Petitions calling for action to protect Christians and other minorities in Pakistan have been handed in at 10 Downing Street.
The documents, bearing the names of more than 6,000 people, were presented at Number 10 by an ecumenical delegation that included Neville Kyrke-Smith, director of Aid to the Church in Need UK, the Catholic charity for persecuted and other suffering Christians.
The visit to the Prime Minister’s residence on Saturday July 2 came at the end of a two-mile protest march highlighting human rights violations in Pakistan.
Both the march and the petitions called for protection of Christians and other minorities amid widespread criticism of Pakistan’s blasphemy laws, which impose sentences including execution and life imprisonment for offences against Islam.
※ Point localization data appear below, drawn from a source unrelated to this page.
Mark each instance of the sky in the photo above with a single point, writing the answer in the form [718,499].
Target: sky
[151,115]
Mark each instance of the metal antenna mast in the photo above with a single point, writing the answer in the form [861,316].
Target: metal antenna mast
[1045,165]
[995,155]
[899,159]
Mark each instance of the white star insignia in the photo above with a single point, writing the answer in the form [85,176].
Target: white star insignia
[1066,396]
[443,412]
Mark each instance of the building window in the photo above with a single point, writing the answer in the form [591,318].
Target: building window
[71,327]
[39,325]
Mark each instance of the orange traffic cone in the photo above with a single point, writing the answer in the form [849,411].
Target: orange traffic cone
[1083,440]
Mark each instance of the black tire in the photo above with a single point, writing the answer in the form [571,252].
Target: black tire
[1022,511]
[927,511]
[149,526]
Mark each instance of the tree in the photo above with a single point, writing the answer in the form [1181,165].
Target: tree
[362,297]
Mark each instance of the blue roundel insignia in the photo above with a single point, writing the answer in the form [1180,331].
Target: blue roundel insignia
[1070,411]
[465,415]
The Pakistani authorities have been criticised for inaction over widespread abuse of the laws and the petitions called for improved law enforcement.
Earlier this year Punjab governor Salman Taseer and federal minorities’ minister Shahbaz Bhatti were killed after criticising the controversial legislation and related mob violence.
Tributes to Mr Bhatti were paid at the event which was organised by Wilson Chowdhry and the British Pakistani Christian Association and involved Aid to the Church in Need, Christian Solidarity Worldwide and Christian Concern.
Speaking outside Number 10 Mr Kyrke-Smith said: “Please help us to change these blasphemous blasphemy laws. They lead to killings.”
Sikhs, Hundus and Muslims also took part in the event.